桜の下で ~幕末純愛~

「まぁ、その気持ちも分かるんだけど…土方さんだって心配してるんだよ?」

桜夜は布団の端を持ち上げて沖田を覗き込む。

「分かりましたよ。…明日までに熱が下がらなかったら飲みます」

あくまでも今は飲まないんだね…。

「絶対だよ。約束だからね」

そして翌朝、沖田の熱はすっかり下がっていた。

すごい根性…石田散薬を餌に結核も治ればいいのに…。

「ほら、平気だと言ったじゃないですか」

「分かったよ…。でも今日はなるべく大人しくしててよ。あんま呑まないでよね」

沖田にそう言うと、桜夜は新年の宴会の準備に出ていった。

一通り支度を終え、一度部屋に戻る桜夜。

忘れてたよ…ひじぃからもらった簪。新年くらい付けないと悪いよね。

「どうしました?」

沖田はまだ部屋に居た。

「土方さんがくれた簪。今日くらいは付けなきゃ悪いと思って」

鏡台に向かい、簪を手に取る。

で?どうしたらいいんだろう…。

総司からの櫛は絶対外したくないし、それだと簪はどこに付ける?

簪を持ったまま固まる桜夜。

それに気付いた沖田がクスッと笑い、桜夜の手から簪を取ると頭に差した。

「ここなら両方でも可愛いですよ」

…スゴいな。

「ありがと。
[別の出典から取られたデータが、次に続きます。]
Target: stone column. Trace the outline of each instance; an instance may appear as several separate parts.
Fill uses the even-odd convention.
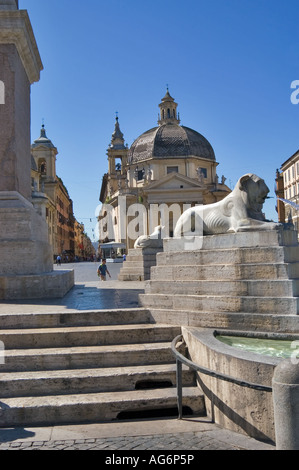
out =
[[[42,62],[28,14],[15,0],[0,0],[0,191],[30,200],[30,85]]]
[[[299,364],[282,361],[273,376],[277,450],[299,450]]]
[[[40,297],[28,276],[53,271],[48,227],[31,202],[30,87],[42,68],[27,11],[0,0],[0,299]]]

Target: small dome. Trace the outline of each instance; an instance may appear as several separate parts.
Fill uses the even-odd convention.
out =
[[[126,148],[125,147],[124,135],[121,132],[120,127],[119,127],[118,117],[116,117],[115,129],[114,129],[114,132],[112,134],[110,148],[113,148],[115,150],[121,150],[121,149]]]
[[[203,135],[179,124],[167,123],[144,132],[133,142],[129,162],[189,156],[215,160],[214,150]]]
[[[41,131],[40,131],[40,137],[33,142],[31,147],[35,148],[40,145],[43,145],[44,147],[55,148],[52,141],[48,139],[46,135],[46,129],[44,125],[42,125]]]

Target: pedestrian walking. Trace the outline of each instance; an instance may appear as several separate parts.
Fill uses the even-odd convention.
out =
[[[98,276],[101,278],[101,281],[106,281],[106,275],[111,278],[111,275],[108,271],[107,265],[106,265],[106,260],[102,259],[102,263],[98,267]]]

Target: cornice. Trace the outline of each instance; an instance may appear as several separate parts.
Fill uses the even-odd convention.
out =
[[[14,44],[30,84],[39,81],[43,64],[26,10],[0,11],[0,44]]]
[[[299,150],[294,153],[291,157],[289,157],[280,167],[282,171],[287,170],[290,166],[294,165],[294,163],[297,163],[299,160]]]

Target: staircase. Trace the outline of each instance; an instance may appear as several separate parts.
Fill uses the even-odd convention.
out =
[[[164,241],[139,296],[156,322],[299,332],[297,232],[203,238],[197,251]]]
[[[145,281],[150,279],[151,267],[156,265],[157,253],[162,248],[132,248],[118,275],[119,281]]]
[[[145,309],[0,315],[0,427],[171,415],[181,329],[150,318]],[[183,405],[204,415],[187,368],[183,381]]]

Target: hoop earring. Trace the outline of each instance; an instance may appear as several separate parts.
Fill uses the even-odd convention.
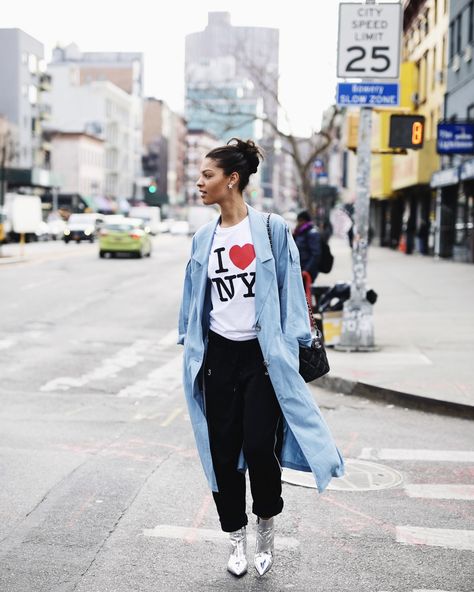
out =
[[[233,187],[232,183],[229,183],[229,184],[227,185],[227,187],[228,187],[229,189],[232,189],[232,187]]]

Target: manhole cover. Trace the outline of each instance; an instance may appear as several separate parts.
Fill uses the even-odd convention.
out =
[[[397,487],[403,482],[403,477],[398,471],[385,465],[352,459],[345,459],[345,463],[344,477],[333,479],[329,483],[328,489],[333,491],[374,491]],[[291,485],[316,489],[312,473],[283,469],[281,480]]]

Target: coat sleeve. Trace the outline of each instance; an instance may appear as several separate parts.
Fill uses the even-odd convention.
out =
[[[311,324],[308,304],[301,277],[298,247],[290,230],[282,220],[274,236],[275,261],[280,297],[281,327],[285,338],[291,343],[311,344]],[[277,229],[275,228],[275,230]]]
[[[191,256],[194,252],[194,239],[191,247]],[[191,283],[191,258],[186,265],[186,272],[184,275],[183,297],[181,299],[181,307],[179,310],[178,320],[178,344],[184,345],[184,338],[188,330],[189,308],[191,306],[192,298],[192,283]]]

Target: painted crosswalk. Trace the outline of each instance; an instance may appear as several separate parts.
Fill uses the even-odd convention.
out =
[[[474,463],[472,450],[431,450],[409,448],[363,448],[360,459],[423,463]],[[399,468],[400,465],[398,465]],[[410,498],[459,502],[474,501],[472,483],[407,483],[403,484]],[[460,551],[474,551],[474,530],[436,528],[412,524],[396,526],[396,541],[402,545],[425,545]],[[430,591],[414,591],[430,592]],[[443,591],[435,591],[443,592]]]
[[[409,448],[363,448],[364,460],[406,460],[474,463],[474,450],[423,450]]]
[[[86,372],[74,376],[58,376],[40,386],[42,392],[60,392],[94,386],[101,382],[120,377],[127,379],[134,367],[155,360],[155,368],[144,378],[124,386],[119,397],[158,396],[179,388],[181,385],[181,352],[176,347],[177,331],[174,329],[161,339],[152,341],[138,339],[127,347],[119,349],[114,355],[106,357]],[[5,344],[6,347],[7,344]],[[1,348],[1,346],[0,346]],[[171,357],[171,359],[170,359]]]

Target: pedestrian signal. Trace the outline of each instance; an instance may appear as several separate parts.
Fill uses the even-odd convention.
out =
[[[423,148],[425,136],[425,118],[423,115],[391,115],[390,135],[388,145],[390,148],[411,148],[418,150]]]

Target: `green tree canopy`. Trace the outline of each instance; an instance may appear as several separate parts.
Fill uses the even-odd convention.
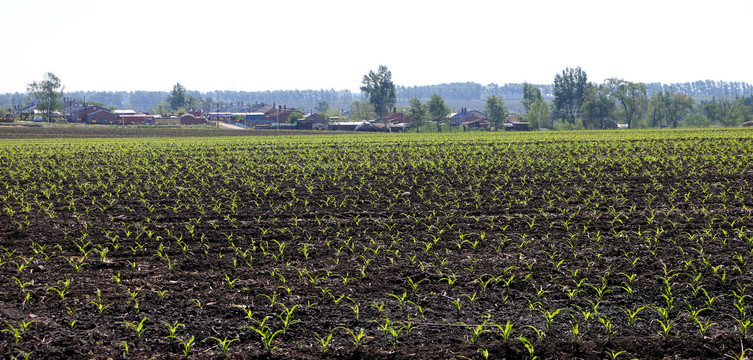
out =
[[[541,96],[541,89],[539,89],[537,86],[524,82],[523,83],[523,101],[521,101],[520,103],[526,109],[526,112],[531,110],[531,105],[536,100],[544,100],[544,97]]]
[[[426,103],[426,109],[429,112],[429,117],[437,122],[437,131],[442,131],[442,123],[449,121],[447,116],[450,115],[450,108],[447,107],[439,94],[434,94]]]
[[[491,95],[487,97],[485,111],[486,117],[489,118],[489,122],[491,122],[495,131],[504,126],[503,123],[507,119],[509,111],[507,110],[505,100],[501,96]]]
[[[662,92],[656,92],[651,96],[646,116],[650,127],[662,126],[664,121],[664,94]]]
[[[316,112],[326,113],[327,110],[329,110],[329,103],[326,100],[319,100],[319,102],[316,103]]]
[[[350,103],[350,118],[353,120],[372,120],[374,119],[374,107],[371,104],[356,100]]]
[[[672,123],[672,127],[677,127],[685,113],[693,108],[693,99],[673,88],[664,91],[662,100],[664,100],[664,114],[667,121]]]
[[[628,128],[632,128],[633,121],[640,119],[648,106],[646,84],[612,78],[607,79],[605,85],[610,89],[610,97],[622,110]]]
[[[416,132],[418,132],[418,129],[426,123],[427,116],[428,112],[426,110],[426,105],[421,104],[421,99],[417,97],[411,98],[410,109],[408,109],[408,117],[416,127]]]
[[[167,103],[170,105],[170,108],[172,110],[178,110],[182,107],[185,107],[188,104],[188,99],[186,98],[186,88],[183,87],[180,83],[175,83],[173,86],[173,91],[170,92],[169,95],[167,95]]]
[[[536,100],[525,115],[531,129],[540,129],[544,121],[549,120],[549,105],[544,100]]]
[[[63,86],[60,78],[48,72],[44,74],[44,80],[32,82],[27,85],[26,91],[29,97],[37,104],[37,109],[47,113],[47,121],[50,121],[52,111],[62,107],[60,99],[63,97]]]
[[[606,86],[591,86],[586,92],[586,99],[580,107],[583,115],[583,126],[590,129],[604,129],[606,120],[614,110],[614,101]]]
[[[374,112],[380,118],[397,102],[392,72],[386,66],[379,65],[377,72],[369,71],[363,76],[361,84],[361,92],[368,96],[369,102],[374,105]]]
[[[741,122],[750,121],[750,107],[745,105],[742,98],[736,99],[716,99],[703,102],[702,112],[706,118],[722,126],[737,126]]]
[[[555,75],[552,105],[556,116],[571,125],[575,123],[589,86],[588,76],[580,66],[575,69],[565,68],[562,74]]]
[[[290,114],[290,117],[288,118],[288,122],[291,124],[295,124],[296,121],[303,119],[303,114],[301,114],[298,111],[293,112]]]

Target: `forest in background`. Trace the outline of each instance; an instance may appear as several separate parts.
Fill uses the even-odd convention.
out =
[[[553,84],[533,84],[541,90],[545,99],[552,99]],[[727,81],[694,81],[685,83],[646,83],[649,97],[657,92],[674,89],[696,100],[711,100],[712,98],[734,98],[753,95],[753,85],[745,82]],[[504,98],[513,112],[523,112],[519,100],[523,98],[522,83],[508,83],[498,85],[490,83],[482,85],[476,82],[458,82],[438,85],[403,86],[397,85],[397,105],[408,106],[411,98],[417,97],[425,100],[433,94],[441,96],[452,109],[462,106],[473,107],[479,104],[483,107],[483,101],[488,96],[496,95]],[[77,101],[96,103],[108,108],[133,109],[139,112],[147,112],[155,109],[159,103],[164,102],[170,90],[165,91],[66,91],[67,97]],[[320,90],[267,90],[267,91],[231,91],[216,90],[209,92],[192,91],[187,95],[195,99],[195,105],[200,108],[211,108],[228,103],[268,103],[285,104],[301,110],[310,111],[316,108],[320,101],[326,101],[330,107],[337,109],[349,109],[353,101],[363,100],[360,93],[350,90],[320,89]],[[0,108],[9,107],[12,103],[26,104],[28,96],[25,93],[6,93],[0,96]]]

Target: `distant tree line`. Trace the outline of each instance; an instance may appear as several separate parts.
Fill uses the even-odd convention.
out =
[[[160,103],[167,103],[171,91],[66,91],[65,96],[80,103],[104,104],[106,107],[119,109],[133,109],[149,111],[156,109]],[[301,104],[317,104],[326,101],[330,104],[350,104],[357,96],[350,90],[320,89],[320,90],[274,90],[274,91],[209,91],[200,92],[186,90],[185,106],[202,108],[224,104],[254,104],[277,103],[291,106]],[[30,103],[25,93],[5,94],[0,96],[0,107],[11,104],[21,105]]]
[[[596,84],[588,81],[580,67],[566,68],[554,77],[552,116],[546,125],[570,129],[605,129],[616,124],[630,128],[738,126],[753,121],[750,90],[745,83],[726,82],[652,87],[611,78]],[[717,97],[715,91],[725,95]]]
[[[566,72],[574,70],[566,69]],[[602,127],[604,120],[619,120],[631,125],[633,120],[642,120],[643,124],[648,126],[653,126],[653,124],[676,126],[679,121],[684,120],[684,115],[691,114],[697,116],[689,116],[690,121],[687,123],[699,122],[700,124],[705,119],[709,124],[716,123],[728,126],[740,122],[735,119],[746,118],[741,117],[746,110],[741,106],[753,105],[750,104],[752,101],[750,97],[753,96],[753,85],[745,82],[705,80],[662,84],[632,83],[608,79],[604,84],[596,85],[587,82],[585,72],[581,74],[583,79],[570,78],[570,76],[575,75],[578,74],[565,74],[565,72],[557,74],[552,84],[508,83],[498,85],[490,83],[482,85],[475,82],[458,82],[424,86],[397,85],[394,87],[394,97],[395,102],[400,104],[409,104],[411,99],[428,101],[434,95],[454,101],[486,101],[490,97],[495,97],[496,100],[516,99],[521,100],[526,114],[534,109],[536,119],[540,120],[541,123],[549,120],[548,125],[551,126],[553,125],[552,119],[561,119],[572,126],[577,118],[581,121],[580,124],[585,127]],[[574,84],[580,84],[578,85],[580,87],[571,88],[573,84],[564,86],[566,85],[563,83],[565,80],[575,81]],[[558,82],[560,83],[558,84]],[[335,89],[199,92],[180,87],[178,92],[180,96],[177,98],[173,96],[175,90],[174,88],[173,91],[67,91],[65,96],[80,103],[100,104],[109,108],[134,109],[140,112],[169,112],[169,110],[177,110],[178,108],[212,110],[228,104],[261,102],[313,109],[326,102],[336,107],[350,108],[351,113],[355,114],[356,118],[376,117],[374,107],[366,106],[369,94],[363,89],[362,94],[358,94],[349,90]],[[574,92],[561,93],[565,90]],[[31,90],[27,93],[6,93],[4,96],[0,96],[0,109],[10,109],[11,104],[15,105],[17,109],[22,108],[34,101],[35,98],[38,100],[38,105],[44,106],[44,100],[50,97],[49,95],[32,95]],[[667,106],[659,109],[659,104],[662,101],[667,104],[673,100],[676,100],[675,102],[678,104],[685,104],[682,106],[683,109],[678,111],[683,116],[675,116],[676,112]],[[391,102],[391,105],[394,105],[395,102]],[[548,103],[551,103],[552,106],[544,109],[544,105]],[[62,107],[61,105],[54,101],[50,108],[59,110]],[[703,107],[703,109],[700,109],[700,107]],[[437,107],[437,109],[439,108],[441,107]],[[685,111],[685,108],[689,110]],[[389,108],[380,108],[379,112],[387,110]],[[652,118],[647,115],[649,111],[654,111]],[[545,119],[543,115],[551,116],[549,116],[549,119]],[[544,125],[547,124],[544,123]]]
[[[538,84],[535,86],[541,90],[545,97],[552,96],[552,85]],[[501,96],[506,99],[522,99],[523,84],[497,85],[491,83],[484,86],[475,82],[463,82],[423,86],[397,86],[397,98],[401,101],[407,101],[414,97],[431,99],[434,94],[447,100],[484,100],[492,95]]]

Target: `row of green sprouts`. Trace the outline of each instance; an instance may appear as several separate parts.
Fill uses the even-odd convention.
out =
[[[711,134],[5,147],[2,231],[20,240],[0,247],[0,301],[24,316],[2,319],[3,346],[94,344],[96,327],[125,356],[433,339],[469,358],[552,341],[627,358],[640,349],[617,340],[648,335],[742,342],[716,355],[744,357],[751,140]]]

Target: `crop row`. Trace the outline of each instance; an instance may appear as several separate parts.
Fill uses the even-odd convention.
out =
[[[744,355],[751,134],[6,141],[2,348]]]

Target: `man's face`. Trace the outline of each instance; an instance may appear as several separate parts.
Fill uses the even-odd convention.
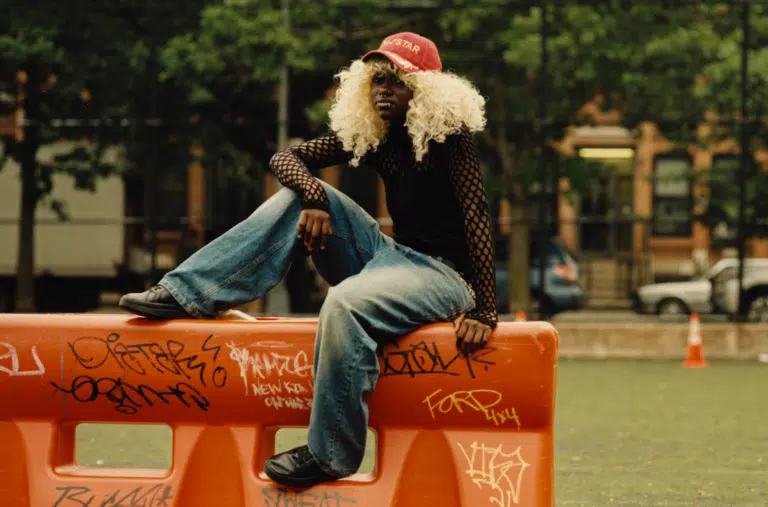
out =
[[[412,98],[413,90],[395,74],[386,71],[374,74],[371,82],[371,102],[382,120],[404,120]]]

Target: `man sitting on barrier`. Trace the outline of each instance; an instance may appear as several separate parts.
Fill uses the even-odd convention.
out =
[[[213,319],[263,296],[297,251],[312,255],[331,288],[317,326],[309,445],[265,465],[270,478],[292,487],[359,468],[377,344],[452,321],[457,347],[471,352],[497,322],[491,220],[472,138],[485,126],[484,99],[442,71],[432,41],[410,32],[387,37],[337,77],[334,133],[270,161],[287,188],[159,285],[120,301],[153,319]],[[394,238],[310,173],[344,163],[379,173]]]

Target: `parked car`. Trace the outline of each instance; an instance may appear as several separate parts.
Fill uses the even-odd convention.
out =
[[[550,238],[544,265],[543,295],[539,284],[539,259],[537,242],[530,243],[528,283],[531,300],[538,301],[547,315],[583,308],[586,303],[584,288],[579,283],[579,265],[558,238]],[[497,252],[506,250],[503,245]],[[509,311],[509,271],[505,262],[496,263],[496,306],[500,313]]]
[[[766,266],[758,269],[746,269],[747,265],[744,266],[742,304],[750,322],[768,322],[768,259],[764,260]],[[731,317],[740,313],[738,268],[717,281],[712,293],[712,304]]]
[[[750,272],[762,268],[768,271],[768,259],[745,259],[744,268]],[[713,297],[713,287],[722,286],[731,276],[735,278],[738,269],[738,259],[725,258],[692,280],[643,285],[633,294],[634,309],[638,313],[658,315],[727,313]]]

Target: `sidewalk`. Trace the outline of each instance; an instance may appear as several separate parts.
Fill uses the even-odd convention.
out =
[[[505,320],[508,315],[505,315]],[[725,315],[701,314],[699,318],[702,323],[718,322],[728,323],[728,317]],[[512,316],[514,320],[514,316]],[[561,322],[688,322],[688,315],[677,317],[659,317],[658,315],[641,315],[631,310],[578,310],[573,312],[563,312],[555,315],[552,319],[553,324]]]

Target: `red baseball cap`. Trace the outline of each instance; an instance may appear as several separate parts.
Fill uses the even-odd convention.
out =
[[[363,61],[372,55],[386,57],[403,72],[440,72],[443,69],[435,43],[413,32],[390,35],[381,42],[379,49],[364,54]]]

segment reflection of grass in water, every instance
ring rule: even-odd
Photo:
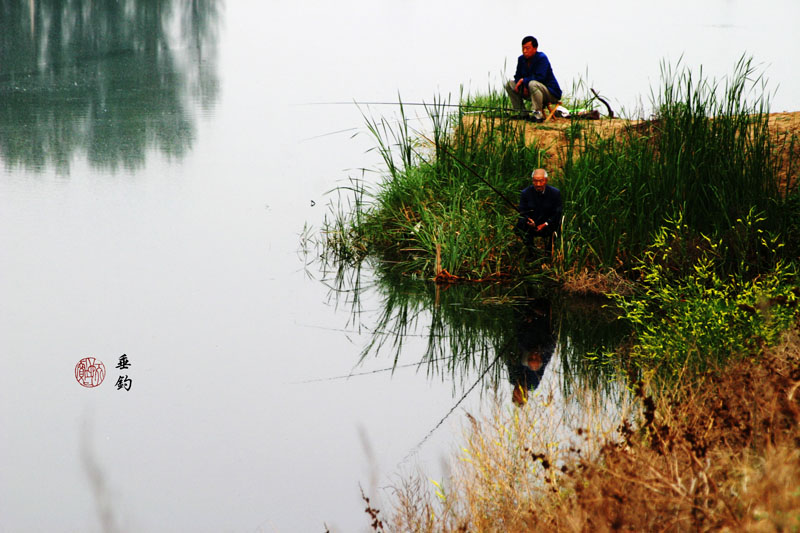
[[[418,363],[429,376],[447,378],[461,389],[472,383],[470,376],[486,372],[483,387],[494,389],[508,381],[507,365],[518,364],[526,345],[559,342],[566,382],[603,387],[612,376],[609,365],[586,357],[599,347],[612,349],[624,333],[608,312],[598,310],[599,304],[584,300],[577,305],[579,300],[525,284],[420,283],[381,265],[371,275],[372,285],[365,287],[359,266],[336,271],[331,295],[337,305],[351,306],[351,326],[372,332],[362,361],[379,357],[393,367]],[[361,322],[360,294],[366,290],[381,295],[372,324]],[[542,320],[548,323],[544,330]],[[537,341],[531,335],[544,337]],[[419,337],[426,341],[421,353],[404,350],[410,338],[419,346]]]
[[[607,300],[564,297],[555,301],[564,393],[588,387],[608,390],[620,373],[613,354],[625,342],[630,327]]]

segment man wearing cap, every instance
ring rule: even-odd
[[[533,248],[534,237],[552,237],[561,229],[563,211],[561,191],[547,184],[545,169],[534,170],[531,181],[520,194],[519,220],[514,228],[528,248]]]
[[[522,55],[517,59],[517,71],[514,79],[506,84],[506,92],[511,98],[511,105],[519,111],[519,118],[534,122],[544,120],[542,109],[547,104],[557,104],[561,99],[561,87],[558,85],[550,60],[539,52],[539,41],[528,35],[522,39]],[[528,114],[523,98],[530,98],[531,112]]]

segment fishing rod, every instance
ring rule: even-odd
[[[475,112],[474,111],[468,111],[467,113],[472,114],[472,113],[475,113]],[[450,113],[450,114],[454,114],[454,113]],[[429,117],[420,117],[420,116],[406,117],[405,118],[405,122],[408,122],[409,120],[426,120],[428,118]],[[386,122],[387,122],[387,124],[400,124],[401,121],[400,120],[390,120],[390,121],[387,120]],[[359,132],[359,131],[363,131],[362,128],[363,128],[363,126],[359,127],[359,128],[345,128],[345,129],[342,129],[342,130],[329,131],[327,133],[321,133],[319,135],[314,135],[312,137],[306,137],[304,139],[300,139],[299,142],[313,141],[314,139],[321,139],[322,137],[328,137],[330,135],[338,135],[340,133],[348,133],[348,132],[351,132],[351,131]],[[355,137],[356,135],[358,135],[358,133],[354,133],[353,135],[351,135],[351,138]]]
[[[426,103],[426,102],[307,102],[298,105],[399,105],[399,106],[422,106],[422,107],[458,107],[463,109],[488,109],[492,111],[511,111],[519,113],[519,109],[513,107],[493,107],[486,105],[471,105],[471,104],[443,104],[443,103]]]
[[[510,344],[510,343],[506,343],[506,345],[503,347],[503,349],[505,349],[506,347],[508,347],[508,345],[509,345],[509,344]],[[459,405],[461,405],[461,404],[464,402],[464,400],[466,400],[466,399],[467,399],[467,396],[469,396],[469,394],[470,394],[470,393],[471,393],[471,392],[472,392],[472,391],[475,389],[475,387],[477,387],[477,386],[478,386],[478,384],[479,384],[481,381],[483,381],[483,378],[486,376],[486,374],[488,374],[488,373],[489,373],[489,371],[490,371],[492,368],[494,368],[494,365],[496,365],[496,364],[497,364],[497,361],[499,361],[499,360],[500,360],[500,357],[501,357],[502,355],[503,355],[503,352],[502,352],[502,351],[498,352],[498,354],[497,354],[497,356],[494,358],[494,360],[493,360],[491,363],[489,363],[489,365],[486,367],[486,370],[484,370],[484,371],[481,373],[481,375],[480,375],[480,376],[478,376],[478,379],[476,379],[476,380],[475,380],[475,382],[474,382],[474,383],[472,384],[472,386],[471,386],[471,387],[470,387],[470,388],[467,390],[467,392],[465,392],[465,393],[464,393],[464,394],[461,396],[461,398],[459,398],[459,400],[458,400],[458,401],[455,403],[455,405],[453,405],[453,407],[451,407],[451,408],[450,408],[450,410],[449,410],[449,411],[447,411],[447,413],[446,413],[446,414],[445,414],[445,415],[444,415],[444,416],[443,416],[443,417],[442,417],[442,418],[439,420],[439,422],[438,422],[438,423],[437,423],[437,424],[436,424],[436,425],[433,427],[433,429],[431,429],[431,430],[428,432],[428,434],[427,434],[427,435],[425,435],[425,436],[422,438],[422,440],[421,440],[421,441],[419,441],[419,442],[417,443],[417,445],[416,445],[416,446],[414,446],[413,448],[411,448],[411,450],[409,450],[409,452],[406,454],[406,456],[405,456],[405,457],[403,457],[403,459],[400,461],[400,463],[399,463],[399,464],[403,464],[403,463],[405,463],[406,461],[408,461],[408,460],[411,458],[411,456],[412,456],[412,455],[414,455],[414,454],[415,454],[415,453],[416,453],[416,452],[417,452],[417,451],[418,451],[418,450],[419,450],[419,449],[422,447],[422,445],[423,445],[423,444],[425,444],[425,443],[428,441],[428,439],[431,437],[431,435],[433,435],[433,434],[436,432],[436,430],[437,430],[437,429],[439,429],[439,428],[441,427],[441,425],[442,425],[442,424],[444,424],[444,422],[445,422],[445,421],[446,421],[448,418],[450,418],[450,415],[452,415],[452,414],[453,414],[453,412],[455,412],[455,410],[458,408],[458,406],[459,406]]]
[[[590,87],[589,90],[592,91],[592,94],[594,96],[592,98],[590,98],[586,103],[588,104],[589,102],[591,102],[592,100],[595,100],[595,99],[599,100],[600,102],[603,103],[603,105],[606,106],[606,109],[608,110],[608,117],[609,118],[614,118],[614,111],[611,109],[611,105],[608,103],[608,101],[605,98],[603,98],[602,96],[600,96],[597,93],[597,91],[594,90],[593,88]],[[459,109],[484,109],[484,110],[490,110],[490,111],[510,111],[512,113],[519,113],[521,111],[520,109],[515,109],[513,107],[496,107],[496,106],[472,105],[472,104],[445,104],[445,103],[441,103],[441,102],[439,102],[439,103],[427,103],[427,102],[380,102],[380,101],[362,101],[362,102],[359,102],[359,101],[353,100],[351,102],[343,102],[343,101],[341,101],[341,102],[308,102],[308,103],[305,103],[305,104],[298,104],[298,105],[391,105],[391,106],[399,105],[401,107],[402,106],[422,106],[422,107],[426,107],[426,108],[427,107],[456,107],[456,108],[459,108]]]
[[[356,376],[371,376],[373,374],[381,374],[383,372],[393,372],[393,371],[397,370],[398,368],[411,368],[411,367],[414,367],[414,366],[419,368],[424,364],[429,364],[429,363],[433,363],[433,362],[436,362],[436,361],[444,361],[444,360],[447,360],[447,359],[453,359],[454,357],[456,357],[456,356],[455,355],[449,355],[447,357],[437,357],[436,359],[431,359],[429,361],[420,361],[418,363],[409,363],[407,365],[390,366],[390,367],[386,367],[386,368],[379,368],[377,370],[368,370],[366,372],[351,372],[350,374],[346,374],[346,375],[343,375],[343,376],[333,376],[333,377],[330,377],[330,378],[316,378],[316,379],[307,379],[305,381],[295,381],[295,382],[290,383],[290,385],[305,385],[306,383],[319,383],[319,382],[322,382],[322,381],[336,381],[336,380],[341,380],[341,379],[350,379],[350,378],[356,377]]]
[[[517,204],[515,204],[514,202],[512,202],[511,200],[509,200],[509,199],[508,199],[508,197],[507,197],[505,194],[503,194],[502,192],[500,192],[500,191],[499,191],[499,190],[498,190],[498,189],[497,189],[497,188],[496,188],[494,185],[492,185],[491,183],[489,183],[489,181],[488,181],[487,179],[485,179],[483,176],[481,176],[480,174],[478,174],[478,173],[477,173],[477,172],[476,172],[476,171],[475,171],[475,170],[474,170],[472,167],[470,167],[470,166],[469,166],[467,163],[465,163],[465,162],[463,162],[461,159],[459,159],[459,158],[458,158],[458,157],[457,157],[457,156],[456,156],[456,155],[455,155],[455,154],[454,154],[452,151],[450,151],[450,150],[449,150],[449,149],[448,149],[446,146],[444,146],[443,144],[437,144],[435,141],[432,141],[432,140],[431,140],[431,139],[430,139],[428,136],[426,136],[425,134],[423,134],[423,133],[421,133],[421,132],[419,132],[419,131],[417,132],[417,134],[419,134],[419,136],[420,136],[420,137],[422,137],[423,139],[427,140],[429,143],[433,143],[433,145],[434,145],[434,146],[436,146],[436,148],[437,148],[437,149],[441,149],[441,150],[443,150],[445,154],[449,155],[449,156],[450,156],[450,158],[452,158],[452,159],[453,159],[453,161],[455,161],[456,163],[458,163],[459,165],[461,165],[462,167],[464,167],[465,169],[467,169],[467,170],[468,170],[470,173],[472,173],[472,175],[473,175],[473,176],[475,176],[476,178],[478,178],[479,180],[481,180],[483,183],[485,183],[485,184],[486,184],[486,185],[487,185],[487,186],[488,186],[488,187],[489,187],[491,190],[493,190],[493,191],[495,192],[495,194],[497,194],[497,195],[498,195],[500,198],[502,198],[503,200],[505,200],[505,202],[506,202],[508,205],[510,205],[510,206],[511,206],[511,208],[512,208],[514,211],[516,211],[517,213],[520,213],[520,212],[521,212],[521,211],[519,210],[519,207],[517,206]]]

センスいいね。男のくせに…ちょっとへこむ」

沖田は桜夜のおでこを指で弾く。

「いたっ。何で?」

「ソレを差すのは今日だけですからね」

妬いてる?

「うん。じゃ、行ってくるね」

桜夜は再び仕事に戻った。

―櫛に簪…あそこまで鈍いと土方さんが可哀想になりますね―

沖田は溜め息をついた。

広間では宴会が始まっていた。

ひじぃ、居ないんだ…。また机に向かってんのかな?

桜夜は酒を用意すると土方の部屋に向かった。

「土方さん、居ますか?稲葉です」

少しの間があり返事がある。

「ああ。入れ」

襖を開けると机に向かっている土方が居た。

宴会も相変わらずだけど、こっちも相変わらず煙い。

「明けましておめでとうございます」

桜夜が頭を下げる。

「気味悪ぃな。何企んでやがる」

「失礼ですねっ!企んでなんかいませんよ。またどうせ根っこ生やしてると思ってお酒を持ってきたんです」

桜夜が土方の横に酒を置いた。

「おい、寒ぃじゃねぇか。閉めろよ」

開けっぱなしの襖を見て土方が文句を言う。